Eigentlich gilt das auch in der Schweiz: Nur todkranke Menschen können legal Sterbehilfe beziehen. «Ist jemand nur lebensmüde, können wir ihn nicht begleiten», sagt Jürg Wiler, Vorstandsmitglied von Exit Deutsche Schweiz. Bei sehr alten Menschen allerdings müsse nicht zwingend ein zum Tod führendes Leiden vorliegen, sagt Wiler: «Rund ein Viertel der von Exit durchgeführten Freitodbegleitungen betreffen Hochbetagte in einer Situation der Polymorbidität, also Menschen, die unter mehreren Gebrechen leiden.» Menschen wie David Goodall.

Das Thema Altersfreitod gewinnt aufgrund der demografischen Entwicklung an Bedeutung. Bei Exit prüft eine Kommission, ob auch gesunden Menschen zum Suizid verholfen werden kann, wenn diese «am und im Alter» litten. Menschen über 85 sollten nicht «auf den Knien Bitti-Bätti machen müssen», sagte die Lifecircle-Chefin Erika Preisig der «Schweiz am Wochenende».

Auch weitere Staaten kommen zur Einsicht, dass die Themen Sterbehilfe und Altersfreitod zumindest diskutiert werden müssen. Mitte Mai wird das Parlament der britischen Kanalinsel Guernsey eine Vorlage beraten, die den assistierten Suizid straffrei machen will. Guernsey, das sich als Kronbesitzung selbst regiert, wäre der erste Ort im Land mit einer solchen Regelung.

Ärzte wollen Abflug verhindern

Laut der Lokalregierung gehe es nicht darum, neben Offshoregeldern nun auch Sterbetouristen anzulocken. Das neue Gesetz werde bei Annahme nur für die 62'000 Ortsansässigen Guernseys gelten, und es seien sicher «keine Todeskliniken wie in der Schweiz» geplant. Dass der Verein Dignitas der Insel in einem Brief ihr Know-how angeboten haben soll, wie die BBC berichtet, kam Befürwortern kaum gelegen.

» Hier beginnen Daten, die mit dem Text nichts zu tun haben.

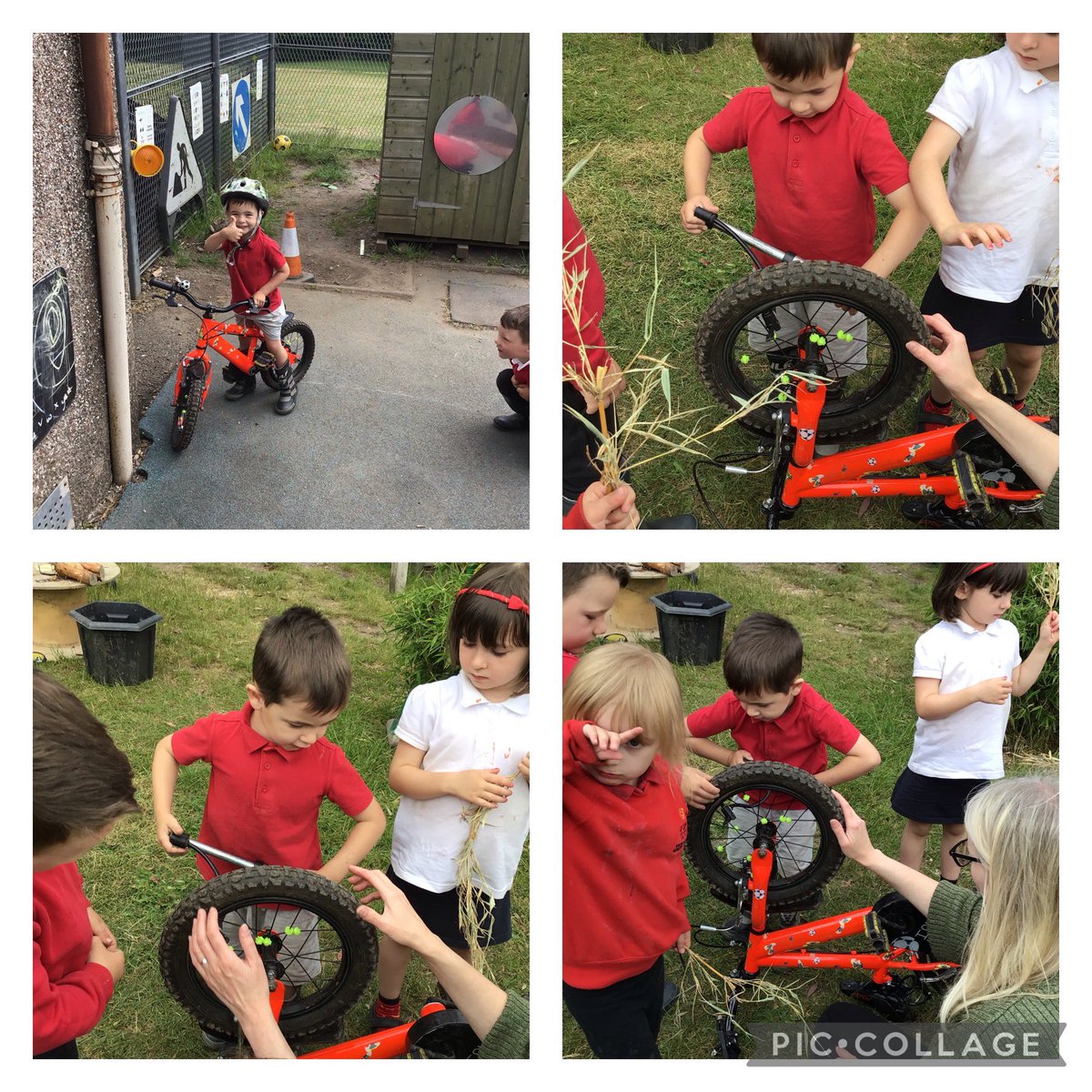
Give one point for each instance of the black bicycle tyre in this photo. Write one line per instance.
(305, 353)
(875, 298)
(259, 887)
(752, 778)
(184, 420)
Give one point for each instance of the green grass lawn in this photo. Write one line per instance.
(632, 109)
(858, 623)
(338, 102)
(212, 615)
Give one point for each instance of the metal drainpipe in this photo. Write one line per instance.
(104, 154)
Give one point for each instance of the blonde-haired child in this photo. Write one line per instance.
(623, 824)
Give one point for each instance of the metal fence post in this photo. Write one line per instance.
(272, 87)
(120, 91)
(214, 39)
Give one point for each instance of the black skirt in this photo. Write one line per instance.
(933, 800)
(986, 322)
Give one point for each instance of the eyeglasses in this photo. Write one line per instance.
(959, 854)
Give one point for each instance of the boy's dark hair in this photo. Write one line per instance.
(573, 573)
(999, 577)
(300, 654)
(486, 621)
(519, 319)
(796, 56)
(82, 781)
(765, 653)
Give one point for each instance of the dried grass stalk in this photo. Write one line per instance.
(653, 429)
(1046, 581)
(474, 901)
(1046, 293)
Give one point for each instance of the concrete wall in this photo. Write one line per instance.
(64, 234)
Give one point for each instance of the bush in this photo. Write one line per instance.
(419, 623)
(1033, 722)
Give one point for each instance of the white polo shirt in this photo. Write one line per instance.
(966, 743)
(1004, 169)
(460, 730)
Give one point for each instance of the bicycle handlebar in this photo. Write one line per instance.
(180, 288)
(711, 219)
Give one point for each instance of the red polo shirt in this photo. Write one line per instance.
(814, 177)
(252, 266)
(798, 737)
(263, 802)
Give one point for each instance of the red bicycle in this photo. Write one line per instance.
(319, 956)
(195, 369)
(847, 329)
(765, 844)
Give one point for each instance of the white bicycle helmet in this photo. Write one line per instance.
(246, 188)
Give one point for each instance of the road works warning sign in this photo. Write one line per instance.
(183, 178)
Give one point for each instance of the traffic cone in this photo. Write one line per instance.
(289, 247)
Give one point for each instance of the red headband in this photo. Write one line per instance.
(512, 602)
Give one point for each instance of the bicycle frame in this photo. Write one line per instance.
(800, 474)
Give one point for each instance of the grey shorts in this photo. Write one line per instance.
(268, 322)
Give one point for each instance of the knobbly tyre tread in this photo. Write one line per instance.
(775, 775)
(180, 437)
(266, 884)
(307, 337)
(726, 319)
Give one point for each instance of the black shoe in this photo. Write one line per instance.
(241, 387)
(287, 397)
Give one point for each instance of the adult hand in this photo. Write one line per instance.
(241, 984)
(612, 383)
(853, 834)
(698, 790)
(611, 509)
(953, 367)
(398, 920)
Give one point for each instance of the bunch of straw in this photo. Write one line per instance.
(1046, 580)
(653, 427)
(474, 901)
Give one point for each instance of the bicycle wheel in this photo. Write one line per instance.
(298, 339)
(756, 795)
(329, 956)
(825, 318)
(185, 410)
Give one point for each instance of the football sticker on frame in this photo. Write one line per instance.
(54, 352)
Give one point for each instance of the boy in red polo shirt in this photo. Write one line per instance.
(82, 786)
(774, 716)
(816, 151)
(272, 768)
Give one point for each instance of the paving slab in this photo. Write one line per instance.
(393, 430)
(480, 300)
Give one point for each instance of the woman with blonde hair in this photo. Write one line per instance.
(623, 825)
(1005, 934)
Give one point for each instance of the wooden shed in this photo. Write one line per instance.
(419, 197)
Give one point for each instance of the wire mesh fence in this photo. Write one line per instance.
(332, 88)
(203, 72)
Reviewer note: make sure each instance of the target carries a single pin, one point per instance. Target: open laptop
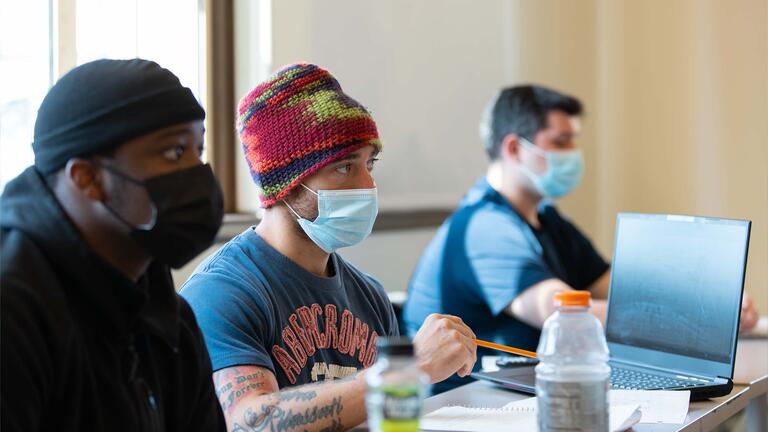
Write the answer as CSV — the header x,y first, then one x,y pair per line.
x,y
673,308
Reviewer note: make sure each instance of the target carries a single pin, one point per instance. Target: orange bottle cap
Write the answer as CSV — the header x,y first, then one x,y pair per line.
x,y
573,298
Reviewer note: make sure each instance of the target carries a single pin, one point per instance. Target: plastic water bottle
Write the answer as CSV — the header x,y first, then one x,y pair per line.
x,y
572,374
396,388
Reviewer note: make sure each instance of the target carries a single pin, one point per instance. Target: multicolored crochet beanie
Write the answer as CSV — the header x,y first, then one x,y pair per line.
x,y
297,122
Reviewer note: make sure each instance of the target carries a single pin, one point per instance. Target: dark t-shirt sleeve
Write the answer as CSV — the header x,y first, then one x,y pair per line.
x,y
503,259
584,263
230,313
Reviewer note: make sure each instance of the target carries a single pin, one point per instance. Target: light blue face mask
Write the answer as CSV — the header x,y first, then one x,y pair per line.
x,y
345,217
564,171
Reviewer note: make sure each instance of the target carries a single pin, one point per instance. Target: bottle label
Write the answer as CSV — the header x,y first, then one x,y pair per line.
x,y
401,408
572,406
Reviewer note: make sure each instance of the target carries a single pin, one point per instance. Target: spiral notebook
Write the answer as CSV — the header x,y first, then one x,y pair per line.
x,y
512,416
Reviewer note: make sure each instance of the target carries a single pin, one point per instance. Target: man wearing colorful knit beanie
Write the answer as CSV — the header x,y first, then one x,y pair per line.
x,y
279,308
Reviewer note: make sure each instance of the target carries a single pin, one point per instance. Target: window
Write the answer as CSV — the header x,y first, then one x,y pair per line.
x,y
25,75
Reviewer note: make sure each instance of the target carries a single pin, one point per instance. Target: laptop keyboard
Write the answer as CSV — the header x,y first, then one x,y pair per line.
x,y
636,380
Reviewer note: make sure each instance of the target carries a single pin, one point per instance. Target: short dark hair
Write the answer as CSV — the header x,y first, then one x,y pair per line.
x,y
521,110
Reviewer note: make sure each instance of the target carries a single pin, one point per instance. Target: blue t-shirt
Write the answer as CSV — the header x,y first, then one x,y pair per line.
x,y
484,256
257,307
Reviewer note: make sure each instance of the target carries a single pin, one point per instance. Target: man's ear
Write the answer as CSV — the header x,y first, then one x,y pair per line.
x,y
510,147
85,177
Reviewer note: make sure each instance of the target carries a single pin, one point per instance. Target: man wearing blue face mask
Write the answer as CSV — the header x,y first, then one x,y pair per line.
x,y
283,315
500,258
498,261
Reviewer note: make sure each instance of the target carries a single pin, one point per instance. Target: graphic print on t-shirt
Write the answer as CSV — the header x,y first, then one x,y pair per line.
x,y
313,328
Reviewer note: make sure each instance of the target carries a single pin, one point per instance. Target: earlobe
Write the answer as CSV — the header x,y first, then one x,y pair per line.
x,y
85,178
510,147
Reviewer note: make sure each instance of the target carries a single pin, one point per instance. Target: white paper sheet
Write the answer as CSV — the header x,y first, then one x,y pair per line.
x,y
464,419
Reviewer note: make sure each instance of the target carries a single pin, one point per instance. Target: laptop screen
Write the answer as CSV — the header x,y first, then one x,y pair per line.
x,y
676,284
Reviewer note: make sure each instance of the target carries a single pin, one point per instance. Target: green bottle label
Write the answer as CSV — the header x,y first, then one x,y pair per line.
x,y
402,408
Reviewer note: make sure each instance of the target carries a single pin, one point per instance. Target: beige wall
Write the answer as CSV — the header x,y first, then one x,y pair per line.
x,y
683,115
676,95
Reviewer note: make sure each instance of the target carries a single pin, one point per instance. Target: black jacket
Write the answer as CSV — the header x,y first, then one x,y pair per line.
x,y
82,348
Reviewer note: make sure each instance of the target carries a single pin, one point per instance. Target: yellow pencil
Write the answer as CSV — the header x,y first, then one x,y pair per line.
x,y
505,348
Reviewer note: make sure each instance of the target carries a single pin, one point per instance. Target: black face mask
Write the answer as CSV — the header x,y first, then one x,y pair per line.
x,y
188,210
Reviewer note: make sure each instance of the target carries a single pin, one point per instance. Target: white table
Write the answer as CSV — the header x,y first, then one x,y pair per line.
x,y
750,392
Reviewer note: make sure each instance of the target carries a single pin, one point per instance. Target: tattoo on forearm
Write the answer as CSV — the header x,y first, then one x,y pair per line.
x,y
274,418
233,385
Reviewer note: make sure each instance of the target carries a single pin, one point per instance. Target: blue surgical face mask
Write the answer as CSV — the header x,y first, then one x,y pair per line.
x,y
345,217
564,171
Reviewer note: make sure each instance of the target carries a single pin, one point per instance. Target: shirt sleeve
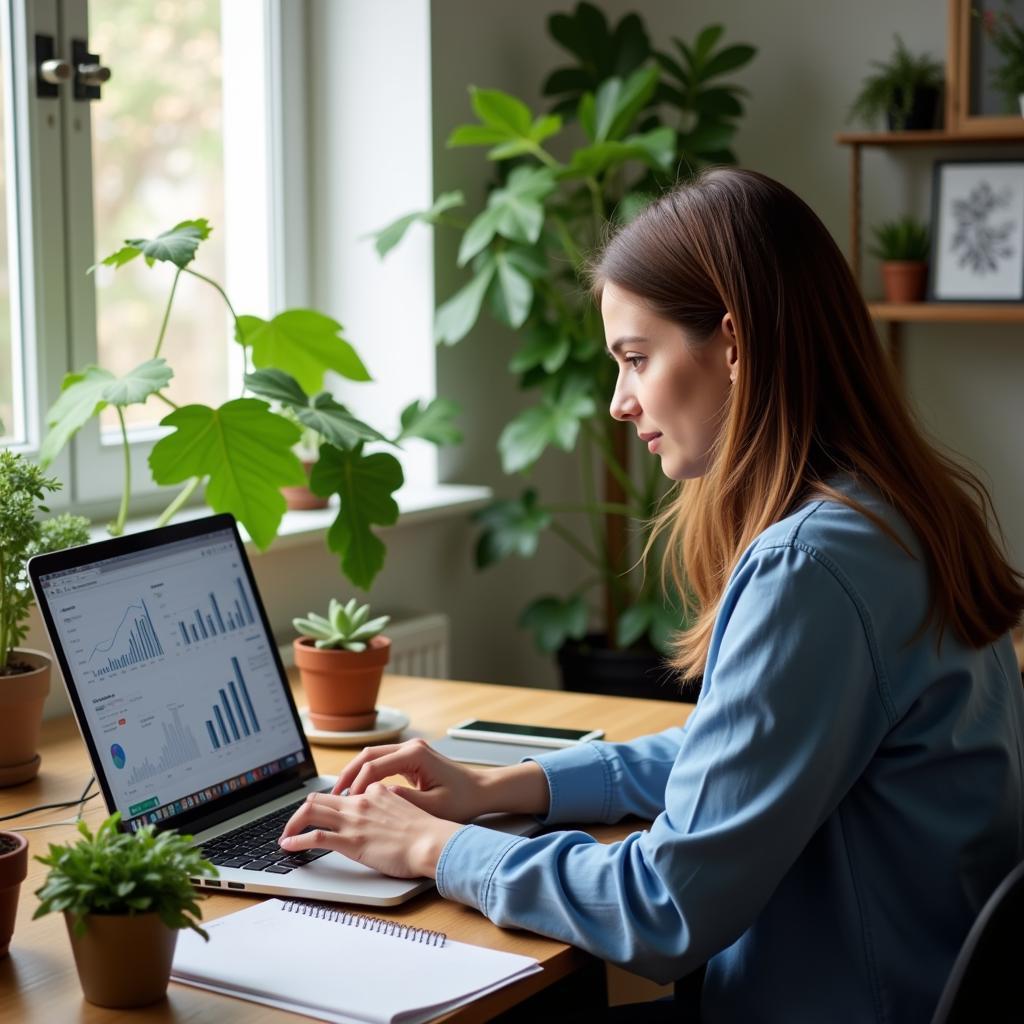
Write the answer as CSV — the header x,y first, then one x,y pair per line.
x,y
790,715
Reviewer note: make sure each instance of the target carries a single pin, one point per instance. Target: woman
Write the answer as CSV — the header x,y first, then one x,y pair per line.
x,y
849,788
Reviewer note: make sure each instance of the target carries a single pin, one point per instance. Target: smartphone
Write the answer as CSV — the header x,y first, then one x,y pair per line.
x,y
515,732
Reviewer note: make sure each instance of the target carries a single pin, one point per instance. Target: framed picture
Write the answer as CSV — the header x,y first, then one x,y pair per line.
x,y
974,104
977,231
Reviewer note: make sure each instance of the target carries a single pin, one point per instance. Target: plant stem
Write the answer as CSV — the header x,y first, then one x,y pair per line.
x,y
167,313
183,496
570,539
117,527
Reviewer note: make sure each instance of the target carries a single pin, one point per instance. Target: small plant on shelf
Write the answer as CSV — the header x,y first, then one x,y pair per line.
x,y
903,247
1008,38
341,658
904,88
347,627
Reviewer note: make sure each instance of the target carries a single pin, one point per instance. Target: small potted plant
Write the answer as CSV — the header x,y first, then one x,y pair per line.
x,y
903,247
13,867
341,659
25,675
124,897
905,89
1008,38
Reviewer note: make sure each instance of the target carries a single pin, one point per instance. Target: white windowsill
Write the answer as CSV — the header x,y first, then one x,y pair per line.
x,y
417,505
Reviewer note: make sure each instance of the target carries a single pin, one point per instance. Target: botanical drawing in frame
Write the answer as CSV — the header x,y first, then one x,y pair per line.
x,y
973,108
977,231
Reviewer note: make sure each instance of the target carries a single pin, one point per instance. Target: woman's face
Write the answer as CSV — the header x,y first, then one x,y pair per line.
x,y
673,392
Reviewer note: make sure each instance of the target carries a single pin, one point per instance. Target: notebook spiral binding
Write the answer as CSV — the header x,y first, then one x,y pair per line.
x,y
329,911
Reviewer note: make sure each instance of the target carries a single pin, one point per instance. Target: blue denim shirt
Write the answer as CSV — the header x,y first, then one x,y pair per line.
x,y
842,801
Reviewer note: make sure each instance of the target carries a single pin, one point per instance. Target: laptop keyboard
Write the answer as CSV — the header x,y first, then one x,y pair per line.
x,y
254,846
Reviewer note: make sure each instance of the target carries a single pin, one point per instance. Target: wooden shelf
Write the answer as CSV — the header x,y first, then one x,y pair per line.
x,y
937,137
948,312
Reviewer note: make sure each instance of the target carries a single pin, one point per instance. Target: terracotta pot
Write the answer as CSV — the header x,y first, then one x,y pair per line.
x,y
302,499
341,685
123,960
13,867
904,281
22,699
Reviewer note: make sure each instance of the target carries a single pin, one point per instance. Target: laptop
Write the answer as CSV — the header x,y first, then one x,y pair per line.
x,y
184,707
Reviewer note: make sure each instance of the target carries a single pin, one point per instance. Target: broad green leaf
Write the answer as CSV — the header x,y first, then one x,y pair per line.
x,y
510,527
545,346
387,238
431,422
553,621
479,235
555,421
81,398
365,483
176,246
303,343
501,111
323,414
246,452
147,378
511,293
454,320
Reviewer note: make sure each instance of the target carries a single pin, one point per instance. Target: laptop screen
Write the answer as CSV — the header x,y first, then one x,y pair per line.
x,y
177,682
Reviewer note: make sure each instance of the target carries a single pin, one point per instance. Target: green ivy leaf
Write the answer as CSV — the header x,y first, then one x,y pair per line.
x,y
555,421
387,238
147,378
455,318
432,422
303,343
323,413
510,527
246,452
365,484
553,621
511,292
176,246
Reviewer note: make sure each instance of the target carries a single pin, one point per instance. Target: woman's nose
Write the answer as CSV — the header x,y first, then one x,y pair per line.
x,y
624,404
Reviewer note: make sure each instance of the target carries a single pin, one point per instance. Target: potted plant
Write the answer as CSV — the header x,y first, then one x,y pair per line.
x,y
904,88
124,897
13,867
903,247
639,116
25,674
241,453
1008,38
341,659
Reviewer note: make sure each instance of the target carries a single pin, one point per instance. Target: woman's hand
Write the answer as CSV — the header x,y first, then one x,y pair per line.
x,y
378,828
444,787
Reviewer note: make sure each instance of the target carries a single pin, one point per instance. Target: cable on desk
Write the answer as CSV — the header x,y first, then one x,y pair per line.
x,y
80,804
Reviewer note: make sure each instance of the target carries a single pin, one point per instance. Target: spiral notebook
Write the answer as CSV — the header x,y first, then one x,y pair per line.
x,y
334,965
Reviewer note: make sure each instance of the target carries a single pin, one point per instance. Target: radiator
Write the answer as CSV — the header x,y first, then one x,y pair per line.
x,y
419,646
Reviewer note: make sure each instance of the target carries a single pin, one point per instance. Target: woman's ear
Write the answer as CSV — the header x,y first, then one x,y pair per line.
x,y
731,348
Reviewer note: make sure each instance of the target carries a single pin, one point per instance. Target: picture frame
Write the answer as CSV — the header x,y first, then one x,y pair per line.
x,y
972,107
977,231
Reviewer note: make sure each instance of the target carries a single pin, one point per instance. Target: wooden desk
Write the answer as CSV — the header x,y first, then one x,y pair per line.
x,y
38,981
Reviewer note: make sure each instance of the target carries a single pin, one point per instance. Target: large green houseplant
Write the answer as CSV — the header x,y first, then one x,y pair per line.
x,y
26,529
242,452
639,118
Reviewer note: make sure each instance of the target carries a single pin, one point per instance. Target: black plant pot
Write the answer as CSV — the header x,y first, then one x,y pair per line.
x,y
590,666
923,114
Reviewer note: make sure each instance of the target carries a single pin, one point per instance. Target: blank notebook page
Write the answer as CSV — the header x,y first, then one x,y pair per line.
x,y
337,966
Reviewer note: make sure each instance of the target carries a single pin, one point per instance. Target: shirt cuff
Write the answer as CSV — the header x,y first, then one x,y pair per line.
x,y
468,862
580,783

Allen Nicht-Guernseyanern bleibt wieder nur die Schweiz, wo auch Ausländer in den Tod begleitet werden dürfen. «Ein schönes Land, doch ich will nicht hin», sagt David Goodall in Australien. Seine Ärzte wollen ihn nun am Abflug hindern, weil Goodall «ein Risiko für sich selber» darstelle. Die merken wirklich alles.